Updating Your Branding is Fine but Watch Out for Excessive Variations of Your Trademarks

When it comes to trademarks, the reality is that businesses like to keep up with the times, including to remain desirable and relevant in customers’ eyes. As a result, though the concept of a trademark implies a fair measure of permanence, they do often evolve over time. This can lead to problems.

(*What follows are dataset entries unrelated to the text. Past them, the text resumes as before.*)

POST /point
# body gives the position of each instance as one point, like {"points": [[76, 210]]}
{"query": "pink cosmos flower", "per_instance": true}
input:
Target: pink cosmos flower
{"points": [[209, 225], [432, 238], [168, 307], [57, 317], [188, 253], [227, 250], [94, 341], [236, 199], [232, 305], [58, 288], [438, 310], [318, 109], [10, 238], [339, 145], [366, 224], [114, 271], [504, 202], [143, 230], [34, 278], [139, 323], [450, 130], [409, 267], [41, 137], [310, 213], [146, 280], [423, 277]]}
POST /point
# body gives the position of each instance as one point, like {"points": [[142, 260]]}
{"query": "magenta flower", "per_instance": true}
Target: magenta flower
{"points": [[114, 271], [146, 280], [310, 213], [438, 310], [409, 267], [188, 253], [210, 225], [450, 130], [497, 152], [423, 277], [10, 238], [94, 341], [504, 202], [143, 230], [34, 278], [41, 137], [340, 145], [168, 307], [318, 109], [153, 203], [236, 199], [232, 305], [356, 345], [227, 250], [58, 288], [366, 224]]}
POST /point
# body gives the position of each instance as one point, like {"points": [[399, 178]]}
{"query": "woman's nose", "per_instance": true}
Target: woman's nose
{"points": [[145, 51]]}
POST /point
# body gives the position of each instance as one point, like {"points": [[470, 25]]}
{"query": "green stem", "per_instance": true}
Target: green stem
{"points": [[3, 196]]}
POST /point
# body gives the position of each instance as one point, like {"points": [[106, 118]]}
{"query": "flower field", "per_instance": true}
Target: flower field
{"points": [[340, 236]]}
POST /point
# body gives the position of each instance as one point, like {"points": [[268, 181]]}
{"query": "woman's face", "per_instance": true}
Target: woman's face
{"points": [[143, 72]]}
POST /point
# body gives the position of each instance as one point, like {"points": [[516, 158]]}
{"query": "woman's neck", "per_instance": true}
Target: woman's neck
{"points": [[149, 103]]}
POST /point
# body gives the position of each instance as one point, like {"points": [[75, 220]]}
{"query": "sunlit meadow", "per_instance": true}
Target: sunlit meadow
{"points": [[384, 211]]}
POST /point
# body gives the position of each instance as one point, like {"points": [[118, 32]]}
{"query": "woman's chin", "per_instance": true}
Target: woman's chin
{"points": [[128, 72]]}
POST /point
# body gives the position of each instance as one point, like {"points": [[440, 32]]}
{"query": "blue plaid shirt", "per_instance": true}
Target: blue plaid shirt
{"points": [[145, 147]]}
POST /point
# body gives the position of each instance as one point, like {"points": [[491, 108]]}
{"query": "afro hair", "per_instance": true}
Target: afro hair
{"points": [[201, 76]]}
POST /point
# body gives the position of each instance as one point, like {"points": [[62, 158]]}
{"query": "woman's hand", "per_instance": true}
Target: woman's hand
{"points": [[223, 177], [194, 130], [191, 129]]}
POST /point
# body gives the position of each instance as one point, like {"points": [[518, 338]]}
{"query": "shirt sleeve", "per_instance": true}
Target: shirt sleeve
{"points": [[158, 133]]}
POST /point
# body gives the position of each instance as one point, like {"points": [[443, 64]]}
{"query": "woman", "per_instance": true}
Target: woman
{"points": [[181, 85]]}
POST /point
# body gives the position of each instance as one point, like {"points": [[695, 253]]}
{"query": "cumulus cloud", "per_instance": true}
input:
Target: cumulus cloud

One such problems stems from the rule that a trademark that has been registered must, in principle, be used as is, as it was originally filed for and registered. Any change to what a trademark looks (or sounds) like may lead to an eventual court holding that the trademark now being used is no longer the original one but rather a “variation“. Such variations may jeopardize protection afforded by registrations, as such changes may break the requisite link between the original registration and the trademark itself. This may happen, for example, when two marks are shown in close proximity to one-another, when something is added or subtracted from a mark, or upon doing a redesign of a logo, etc. If it’s not done properly, the business making such a change may end-up in hot water.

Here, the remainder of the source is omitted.